TLDR: Twin Learning for Dimensionality Reduction

Overview

TLDR: Twin Learning for Dimensionality Reduction

TLDR (Twin Learning for Dimensionality Reduction) is an unsupervised dimensionality reduction method that combines neighborhood embedding learning with the simplicity and effectiveness of recent self-supervised learning losses.

Inspired by manifold learning, TLDR uses nearest neighbors as a way to build pairs from a training set and a redundancy reduction loss to learn an encoder that produces representations invariant across such pairs. Similar to other neighborhood embeddings, TLDR effectively and unsupervisedly learns low-dimensional spaces where local neighborhoods of the input space are preserved; unlike other manifold learning methods, it simply consists of an offline nearest neighbor computation step and a straightforward learning process that does not require mining negative samples to contrast, eigendecompositions, or cumbersome optimization solvers.

More details and evaluation can be found in our paper.

diagram
Overview of TLDR: Given a set of feature vectors in a generic input space, we use nearest neighbors to define a set of feature pairs whose proximity we want to preserve. We then learn a dimensionality-reduction function (theencoder) by encouraging neighbors in the input space to havesimilar representations. We learn it jointly with an auxiliary projector that produces high dimensional representations, where we compute the Barlow Twins loss over the (d′ × d′) cross-correlation matrix averaged over the batch.

Contents:

Installing the TLDR library

Requirements:

  • Python 3.6 or greater
  • PyTorch 1.8 or greater
  • numpy
  • FAISS
  • rich

In order to install the TLDR library, one should first make sure that FAISS and Pytorch are installed. We recommend using a new conda environment:

conda create --name ENV_NAME python=3.6.8
conda activate ENV_NAME
conda install -c pytorch faiss-gpu cudatoolkit=10.2
conda install pytorch torchvision torchaudio cudatoolkit=10.2 -c pytorch

After ensuring that you have installed both FAISS and numpy, you can install TLDR by using the two commands below:

git clone [email protected]:naver/tldr.git
python3 -m pip install -e tldr

Using the TLDR library

The TLDR library can be used to learn dimensionality reduction models using an API and functionality that mimics similar methods in the scikit-learn library, i.e. you can learn a dimensionality reduction on your training data using fit() and you can project new data using transform().

To illustrate the different functionalities we present a dummy example on randomly generated data.

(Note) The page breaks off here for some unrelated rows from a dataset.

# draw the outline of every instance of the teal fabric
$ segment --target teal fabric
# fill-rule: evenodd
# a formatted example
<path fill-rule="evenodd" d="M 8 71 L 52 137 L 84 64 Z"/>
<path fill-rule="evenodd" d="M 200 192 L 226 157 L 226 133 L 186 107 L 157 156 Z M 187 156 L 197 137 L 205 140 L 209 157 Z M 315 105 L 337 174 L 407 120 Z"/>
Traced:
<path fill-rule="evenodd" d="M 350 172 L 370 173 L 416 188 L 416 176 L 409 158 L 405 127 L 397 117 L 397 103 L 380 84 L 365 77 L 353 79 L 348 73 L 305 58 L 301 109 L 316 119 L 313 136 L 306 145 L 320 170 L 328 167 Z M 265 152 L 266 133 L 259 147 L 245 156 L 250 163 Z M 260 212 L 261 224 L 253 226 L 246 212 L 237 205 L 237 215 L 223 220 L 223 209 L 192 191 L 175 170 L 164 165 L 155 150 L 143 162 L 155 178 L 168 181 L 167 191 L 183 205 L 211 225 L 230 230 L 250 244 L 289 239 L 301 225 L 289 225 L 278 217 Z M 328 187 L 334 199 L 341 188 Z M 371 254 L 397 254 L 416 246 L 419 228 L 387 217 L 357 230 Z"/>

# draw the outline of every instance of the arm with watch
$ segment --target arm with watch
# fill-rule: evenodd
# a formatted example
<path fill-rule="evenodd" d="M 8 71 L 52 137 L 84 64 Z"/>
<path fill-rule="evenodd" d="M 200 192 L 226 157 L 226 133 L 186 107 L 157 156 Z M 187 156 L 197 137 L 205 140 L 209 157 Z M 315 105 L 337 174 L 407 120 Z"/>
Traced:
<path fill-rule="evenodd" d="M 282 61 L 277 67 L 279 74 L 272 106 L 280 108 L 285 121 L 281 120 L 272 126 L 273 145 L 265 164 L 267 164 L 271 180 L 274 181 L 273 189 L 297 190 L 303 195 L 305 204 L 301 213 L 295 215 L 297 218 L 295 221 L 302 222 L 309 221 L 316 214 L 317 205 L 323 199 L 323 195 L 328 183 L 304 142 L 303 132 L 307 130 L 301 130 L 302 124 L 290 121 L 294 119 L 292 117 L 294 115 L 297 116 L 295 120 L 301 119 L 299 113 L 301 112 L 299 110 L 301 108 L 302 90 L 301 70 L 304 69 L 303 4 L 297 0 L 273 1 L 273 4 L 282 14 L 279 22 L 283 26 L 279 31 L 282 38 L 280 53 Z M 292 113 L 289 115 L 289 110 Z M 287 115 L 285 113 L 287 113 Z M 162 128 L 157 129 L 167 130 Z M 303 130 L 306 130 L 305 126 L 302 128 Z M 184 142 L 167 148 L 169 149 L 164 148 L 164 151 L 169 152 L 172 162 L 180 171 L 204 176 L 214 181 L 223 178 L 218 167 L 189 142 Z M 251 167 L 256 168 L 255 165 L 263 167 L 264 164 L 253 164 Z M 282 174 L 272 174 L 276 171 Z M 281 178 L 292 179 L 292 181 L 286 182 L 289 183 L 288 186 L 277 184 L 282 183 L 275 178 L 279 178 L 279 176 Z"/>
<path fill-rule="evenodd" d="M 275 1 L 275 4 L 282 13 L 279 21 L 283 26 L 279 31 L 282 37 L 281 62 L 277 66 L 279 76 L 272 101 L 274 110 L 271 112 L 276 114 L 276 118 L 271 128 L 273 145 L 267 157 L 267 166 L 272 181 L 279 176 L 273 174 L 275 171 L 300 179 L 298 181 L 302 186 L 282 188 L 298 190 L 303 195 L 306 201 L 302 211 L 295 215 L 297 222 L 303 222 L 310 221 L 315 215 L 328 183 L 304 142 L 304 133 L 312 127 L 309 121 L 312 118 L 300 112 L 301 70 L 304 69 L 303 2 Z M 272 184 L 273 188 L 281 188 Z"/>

Let's import the library and generate some random training data (we will use 100K training examples with a dimensionality of 2048), i.e.:

import numpy as np
from tldr import TLDR

# Generate random data
X = np.random.rand(100000, 2048)  # replace with training (N x D) array

Instantiating a TLDR model

When instantiating a TLDR model one has to specify the output dimension (n_components), the number of nearest neighbors to use (n_neighbors) as well as the encoder and projector architectures that are specified as strings.

For this example we will learn a dimensionality reduction to 32 components, we will use the 10 nearest neighbors to sample positive pairs, and we will use a linear encoder and a multi-layer perceptron with one hidden layer of 2048 dimensions as a projector:

tldr = TLDR(n_components=32, n_neighbors=10, encoder='linear', projector='mlp-1-2048', device='cuda', verbose=2)

For a more detailed list of optional arguments please refer to the function documentation below; architecture specification string formatting guide is described in this section below.

Learning and applying the TLDR model

We learn the parameters of the dimensionality reduction model by using the fit() method:

tldr.fit(X, epochs=100, batch_size=1024, output_folder='data/', print_every=50)

By default, fit() first collects the k nearest neighbors for each training data point using FAISS and then optimizes the Barlow Twin loss using the batch size and number of epochs provided. Note that, apart from the dimensionality reduction function (the encoder), a projector function that is part of the training process is also learned (see also the Figure above); the projector is by default discarded after training.

Once the model has been trained we can use transform() to project the training data to the new learned space:

Z = tldr.transform(X, l2_norm=True)  # Returns (N x n_components) matrix

The optional l2_norm=True argument of transform() further applies L2 normalization to all features after projection.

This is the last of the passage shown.